Вытанцовывает штуки.

Низвергнутый бронзовый Ленин больше не беспокоил.

Стихи всплывали и ночью; он никогда не слышал, чтобы во сне являлись не люди, но строки в отрыве от своих демиургов. Приснились стихи Блока: «Кто-то нерусский, в красивом пальто». Аспирант Сосневский, недавно прочитавший всё алконостовское собрание, заявил, что этой строки у Блока нет, но на него похоже. В другой раз приснилось как бы пастернаковское: «И красных сосен Подмосковья». Такого стиха у поэта никто не помнил, но все задумывались. Снились и ничьи стихи, иногда заумные:

Это кто же, это кто же

Голубую зелень лета

Бесконечно проскочил?

С годами ночные голоса звучали всё глуше, потом утихли совсем. Но днём не изменилось ничего. «Червь его сердце больное сосёт», — бормотал Антон, чистя зубы; «И с тяжким грохотом подходит к изголовью», — скандировал, подымая гантели; опрокидывая на голову один за другим пять тазов холодной воды по Порфирию Иванову, читал, отплёвываясь: «И облив себя водой, стал стучаться под избой».

На обсуждении в своём секторе статьи директора смежного института он неожиданно для всех и себя самого произнёс обличительную речь, что работу нужно завернуть как слабую, а что он — директор, так есть же высший суд, суд потомков, и надо, чтобы нам перед ним не было стыдно. А дело было в том, что из всех звучащих по утрам в голове Антона стихов в тот день выделилось и повторялось «Но есть, есть Божий суд, наперсники разврата»; эта мощная волна его и несла.

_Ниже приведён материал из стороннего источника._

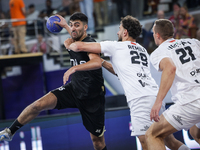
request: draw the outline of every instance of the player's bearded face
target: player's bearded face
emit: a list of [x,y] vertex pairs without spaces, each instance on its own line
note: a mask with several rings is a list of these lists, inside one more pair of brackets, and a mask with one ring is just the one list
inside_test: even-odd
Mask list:
[[118,35],[118,41],[122,41],[122,36]]
[[75,41],[79,41],[84,34],[84,26],[81,21],[70,22],[72,29],[71,37]]
[[119,31],[117,32],[118,35],[118,41],[122,41],[122,34],[123,34],[123,27],[122,25],[119,26]]

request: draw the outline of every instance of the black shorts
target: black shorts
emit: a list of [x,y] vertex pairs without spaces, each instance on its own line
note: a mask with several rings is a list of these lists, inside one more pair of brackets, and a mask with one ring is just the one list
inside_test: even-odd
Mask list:
[[104,133],[105,96],[78,99],[71,83],[51,91],[57,97],[55,109],[78,108],[85,128],[95,136]]

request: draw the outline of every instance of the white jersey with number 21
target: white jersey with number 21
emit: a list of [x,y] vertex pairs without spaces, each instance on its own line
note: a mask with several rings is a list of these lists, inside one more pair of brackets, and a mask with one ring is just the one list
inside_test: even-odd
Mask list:
[[200,98],[200,41],[168,39],[150,57],[157,70],[165,57],[174,62],[176,75],[171,87],[172,101],[187,104]]

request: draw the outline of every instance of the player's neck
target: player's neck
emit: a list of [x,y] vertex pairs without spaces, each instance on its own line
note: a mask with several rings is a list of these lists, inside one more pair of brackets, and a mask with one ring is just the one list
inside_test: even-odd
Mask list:
[[87,33],[84,33],[83,36],[79,39],[79,41],[82,41],[86,37],[87,37]]
[[136,40],[133,39],[132,37],[125,37],[125,38],[122,39],[122,42],[124,42],[124,41],[136,42]]

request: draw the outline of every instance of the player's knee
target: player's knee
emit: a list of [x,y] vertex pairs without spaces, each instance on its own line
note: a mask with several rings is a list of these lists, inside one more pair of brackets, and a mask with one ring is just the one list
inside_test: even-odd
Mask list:
[[40,101],[35,101],[30,105],[33,112],[40,112],[42,111],[42,106]]
[[105,147],[105,142],[103,137],[92,137],[92,142],[95,150],[102,150]]
[[99,141],[98,140],[93,141],[93,145],[94,145],[95,150],[102,150],[105,147],[103,142],[100,141],[100,140]]
[[150,137],[152,137],[152,132],[150,129],[148,129],[145,133],[145,140],[148,140]]

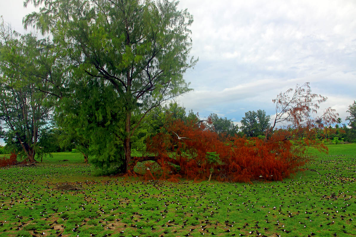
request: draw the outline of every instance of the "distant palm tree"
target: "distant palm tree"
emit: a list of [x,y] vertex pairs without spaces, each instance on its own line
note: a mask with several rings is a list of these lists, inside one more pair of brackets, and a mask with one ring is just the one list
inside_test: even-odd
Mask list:
[[340,126],[340,124],[341,124],[341,122],[342,122],[342,121],[341,120],[341,118],[340,117],[337,118],[336,119],[336,122],[337,123],[337,124],[339,125],[339,126]]

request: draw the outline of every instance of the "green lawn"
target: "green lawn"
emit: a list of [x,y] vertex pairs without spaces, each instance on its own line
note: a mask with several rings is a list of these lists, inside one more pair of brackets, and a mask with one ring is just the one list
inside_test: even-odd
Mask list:
[[0,236],[356,236],[356,144],[328,147],[308,166],[320,174],[250,184],[96,177],[53,154],[0,169]]

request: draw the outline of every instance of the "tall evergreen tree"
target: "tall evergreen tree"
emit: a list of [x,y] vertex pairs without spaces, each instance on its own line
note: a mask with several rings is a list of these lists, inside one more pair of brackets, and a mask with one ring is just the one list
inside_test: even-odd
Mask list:
[[31,3],[42,7],[25,26],[51,34],[72,67],[71,80],[89,76],[111,85],[120,98],[125,172],[131,138],[145,115],[189,90],[183,75],[196,62],[189,58],[192,16],[167,0],[26,1]]

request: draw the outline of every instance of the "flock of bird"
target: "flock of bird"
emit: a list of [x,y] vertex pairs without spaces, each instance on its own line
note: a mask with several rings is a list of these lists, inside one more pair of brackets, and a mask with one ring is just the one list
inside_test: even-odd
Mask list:
[[310,164],[320,174],[306,171],[300,178],[253,184],[93,178],[88,166],[76,165],[2,168],[0,233],[355,236],[355,161],[326,156]]

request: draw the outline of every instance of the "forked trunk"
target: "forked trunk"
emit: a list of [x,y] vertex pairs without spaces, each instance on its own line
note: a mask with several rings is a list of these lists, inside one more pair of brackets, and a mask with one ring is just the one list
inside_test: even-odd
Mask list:
[[84,153],[83,153],[83,156],[84,157],[84,161],[85,162],[85,164],[88,164],[88,157],[89,156],[86,154],[84,154]]
[[131,137],[131,113],[128,112],[126,114],[126,120],[125,124],[125,131],[126,135],[124,140],[124,148],[125,152],[125,164],[123,173],[126,173],[130,171],[130,163],[131,162],[131,145],[130,144]]

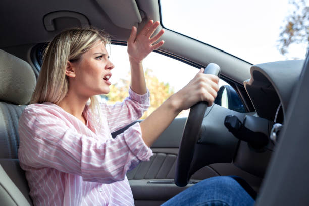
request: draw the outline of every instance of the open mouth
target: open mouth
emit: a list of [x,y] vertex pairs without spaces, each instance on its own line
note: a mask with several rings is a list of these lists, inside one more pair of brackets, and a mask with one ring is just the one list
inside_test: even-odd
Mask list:
[[109,81],[109,80],[110,79],[111,76],[112,76],[112,74],[110,73],[106,74],[105,76],[104,76],[104,77],[103,77],[103,80],[104,80],[105,83],[107,84],[108,85],[110,85],[111,84],[111,83],[110,81]]
[[103,78],[103,79],[104,79],[106,81],[108,81],[109,79],[110,79],[110,78],[111,78],[111,76],[110,75],[107,75],[104,77],[104,78]]

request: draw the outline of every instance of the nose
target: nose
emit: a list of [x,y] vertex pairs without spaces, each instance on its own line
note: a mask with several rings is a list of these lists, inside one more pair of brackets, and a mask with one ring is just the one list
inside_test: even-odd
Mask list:
[[105,69],[111,70],[112,69],[113,69],[114,67],[115,67],[115,66],[114,66],[114,64],[109,59],[108,63],[106,64]]

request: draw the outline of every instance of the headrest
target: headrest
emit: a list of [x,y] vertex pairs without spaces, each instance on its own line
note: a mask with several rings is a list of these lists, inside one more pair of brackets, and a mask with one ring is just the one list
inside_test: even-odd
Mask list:
[[36,82],[34,72],[27,62],[0,49],[0,101],[28,103]]

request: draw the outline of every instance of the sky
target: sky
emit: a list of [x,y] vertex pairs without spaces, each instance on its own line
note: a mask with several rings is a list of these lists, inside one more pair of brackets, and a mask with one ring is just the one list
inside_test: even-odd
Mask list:
[[[288,0],[161,0],[161,5],[164,27],[252,64],[304,58],[306,44],[291,46],[286,57],[276,46],[280,27],[293,9]],[[115,83],[130,70],[126,47],[111,45],[108,50],[115,65],[111,79]],[[143,66],[153,70],[159,80],[168,82],[175,92],[199,71],[155,53],[144,60]],[[220,81],[219,85],[225,84]]]
[[304,58],[306,44],[291,46],[287,57],[281,55],[276,46],[280,27],[294,9],[288,2],[161,0],[160,3],[165,27],[255,64]]

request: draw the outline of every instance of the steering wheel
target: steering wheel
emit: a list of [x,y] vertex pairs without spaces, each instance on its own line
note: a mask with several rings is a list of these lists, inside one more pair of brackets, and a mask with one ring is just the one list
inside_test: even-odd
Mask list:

Однажды весной за переброской навоза Гройдо сказал:

— Когда вы были мальчиком, я думал, что из вас выйдет поэт. Да и потом, когда прочёл ваши студенческие стихи о Гильотене.

— Стихи были так себе.

— Не скажите. Про нож гильотины — «его равномерная сила правдивей, чем взмах палача» — недурно. А про мёртвых дождевых червей — ещё лучше: «Персть его безжизненно-нелепа, вялая покинутость чехла». Но дело даже не в том, а — вы с детства жили в мире звуков сладких.

В эпоху семиотики на одной из летних школ известный структуралист всем раздавал определения: «человек дороги», «человек норы».